Ann Moriarty said her religious faith compels her to welcome strangers. But she said President Trump’s policies made it easier to do what she considered the right thing.

“We are responding to this elevation of hatred and meanness that feels like it is allowed now in this administration,” she said. “It is unacceptable.”

Since June, nearly 800 people around the country have pledged to offer housing through California-based Freedom for Immigrants. The organization has raised more than $100,000 this year to bond 50 immigrants, including Aguilar, out of detention. Immigrants eligible for release from detention must provide the address of a sponsor to immigration authorities.

Other organizations, including those associated with the sanctuary church movement, are also opening their doors to detained migrants in need of transitional housing.

“When the crisis of family separation hit the media and there was an outpouring of people who wanted to help — that’s when we realized that we had an opportunity to really ask people to pledge more than monetary support,” said cofounder Christina Mansfield. “The goal for us is to show that, if given the power, communities are willing and capable of being part of the solution of ending immigration detention and providing more-humane alternatives.”
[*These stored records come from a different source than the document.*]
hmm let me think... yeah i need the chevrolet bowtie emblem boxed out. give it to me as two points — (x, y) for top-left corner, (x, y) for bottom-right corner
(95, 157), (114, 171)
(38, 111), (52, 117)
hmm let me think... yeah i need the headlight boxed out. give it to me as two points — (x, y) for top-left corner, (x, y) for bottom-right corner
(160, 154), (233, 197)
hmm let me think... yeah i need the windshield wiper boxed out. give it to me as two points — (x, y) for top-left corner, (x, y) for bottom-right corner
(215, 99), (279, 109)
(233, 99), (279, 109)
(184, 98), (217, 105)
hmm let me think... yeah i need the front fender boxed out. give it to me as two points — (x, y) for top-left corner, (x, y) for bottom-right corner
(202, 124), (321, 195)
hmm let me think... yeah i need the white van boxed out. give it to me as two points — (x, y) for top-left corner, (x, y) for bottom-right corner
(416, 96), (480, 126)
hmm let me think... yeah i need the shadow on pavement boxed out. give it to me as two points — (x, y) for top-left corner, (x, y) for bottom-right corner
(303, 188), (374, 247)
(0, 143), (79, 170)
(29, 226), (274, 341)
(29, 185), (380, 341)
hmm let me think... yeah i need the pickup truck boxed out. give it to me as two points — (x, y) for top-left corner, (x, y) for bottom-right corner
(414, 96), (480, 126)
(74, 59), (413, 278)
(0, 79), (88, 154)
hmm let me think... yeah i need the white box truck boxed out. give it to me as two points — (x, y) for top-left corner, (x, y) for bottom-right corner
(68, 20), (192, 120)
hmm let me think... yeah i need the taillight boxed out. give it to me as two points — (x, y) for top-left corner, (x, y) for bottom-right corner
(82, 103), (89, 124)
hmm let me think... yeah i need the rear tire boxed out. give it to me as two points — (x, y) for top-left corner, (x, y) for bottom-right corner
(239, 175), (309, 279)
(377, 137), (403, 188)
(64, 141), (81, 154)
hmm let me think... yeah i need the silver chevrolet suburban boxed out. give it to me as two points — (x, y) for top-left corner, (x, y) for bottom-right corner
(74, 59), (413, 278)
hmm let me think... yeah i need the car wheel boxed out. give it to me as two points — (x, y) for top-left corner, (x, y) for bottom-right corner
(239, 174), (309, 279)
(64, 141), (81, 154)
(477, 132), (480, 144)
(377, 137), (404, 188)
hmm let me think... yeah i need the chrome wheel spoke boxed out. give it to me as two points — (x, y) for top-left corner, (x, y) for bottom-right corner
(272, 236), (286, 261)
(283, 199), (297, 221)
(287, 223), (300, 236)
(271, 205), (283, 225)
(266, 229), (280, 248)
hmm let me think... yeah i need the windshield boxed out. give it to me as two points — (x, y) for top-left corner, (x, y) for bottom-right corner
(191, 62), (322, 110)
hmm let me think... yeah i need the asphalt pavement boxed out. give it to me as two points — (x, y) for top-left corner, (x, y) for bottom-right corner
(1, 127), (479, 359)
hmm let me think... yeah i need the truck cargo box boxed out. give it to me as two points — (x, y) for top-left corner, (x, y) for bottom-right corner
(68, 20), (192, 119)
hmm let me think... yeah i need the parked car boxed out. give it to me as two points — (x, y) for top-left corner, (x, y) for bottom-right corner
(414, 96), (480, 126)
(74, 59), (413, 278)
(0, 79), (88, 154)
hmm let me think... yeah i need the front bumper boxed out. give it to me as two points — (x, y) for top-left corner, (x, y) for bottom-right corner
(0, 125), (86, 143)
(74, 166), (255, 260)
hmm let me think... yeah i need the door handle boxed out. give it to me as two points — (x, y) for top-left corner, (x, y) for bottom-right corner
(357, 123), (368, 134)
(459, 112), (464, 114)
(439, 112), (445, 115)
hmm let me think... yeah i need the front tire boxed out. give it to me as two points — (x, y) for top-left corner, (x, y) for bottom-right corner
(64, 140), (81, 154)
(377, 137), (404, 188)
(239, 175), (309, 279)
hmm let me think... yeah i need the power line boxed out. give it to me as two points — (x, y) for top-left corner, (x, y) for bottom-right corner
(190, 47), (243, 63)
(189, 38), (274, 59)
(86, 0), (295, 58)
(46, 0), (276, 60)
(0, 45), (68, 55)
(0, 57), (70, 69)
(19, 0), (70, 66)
The Moriartys are registered with U.S. Immigration and Customs Enforcement as Aguilar’s legal sponsors. Kent, who speaks fluent Spanish, works as a mechanical engineer, and Ann writes science curriculum at UC Berkeley. In the past, the couple has housed young unaccompanied minors as they aged out of foster care.

Aguilar’s journey to California started when she fled her home just north of San Salvador.

At age 20, she said, six months into her relationship with a man from her community, he shot and killed someone. She said she hadn’t known he was a gang member or that she was pregnant with his child.

While the man remained in prison, Aguilar said, members of his gang pressured her to maintain the relationship. She refused and assumed that was the end of it. Then two years ago, some of those gang members were released from prison and threatened to kill her.

Aguilar fled to her mother’s house two hours northeast, but the gang members found her a year later. In October, she bought a bus ticket to the Guatemalan border with Mexico, leaving behind an 18-year-old daughter and her now 15-year-old son. From there, she joined a caravan of 300 migrants who sought U.S. asylum a month later at the border in San Ysidro.

In early May, an immigration judge denied Aguilar’s application for asylum and ordered her deported, according to court documents. Judge Nathan Aina said she had failed to provide sufficient proof that she would likely be persecuted or tortured if returned to El Salvador.

While she awaits her appeal, Aguilar said, she knows she can count on the American family that embraced her.

“To me, they are family,” Aguilar said. “This feels like my home.”

In nearby Concord, Joe Schellenberg and Mieke VanHout got a call in early August from the lawyer of a detained Guinean man they had been preparing to host, saying that he couldn’t be released. Within three days, the couple had 70 letters and signatures from members of their Unitarian church in support of the young man, who is seeking asylum.

The man, who asked that most details about his situation be kept confidential out of fear for his safety, was released on a $5,000 bond a couple of weeks later.

Schellenberg and VanHout — retired and empty-nesters — have volunteered for years serving detainees and farmworkers. After Trump took office, they decided to get more involved with Freedom for Immigrants.

For VanHout, a former nurse, the idea of allowing a stranger to live with her stems from her youth.

“I really thought I could change the world,” she said.

Her husband sees it more simply: “I miss my kids,” he said. The Guinean man, a native French speaker, calls them “mom” and “dad” — a sign of respect common in his culture.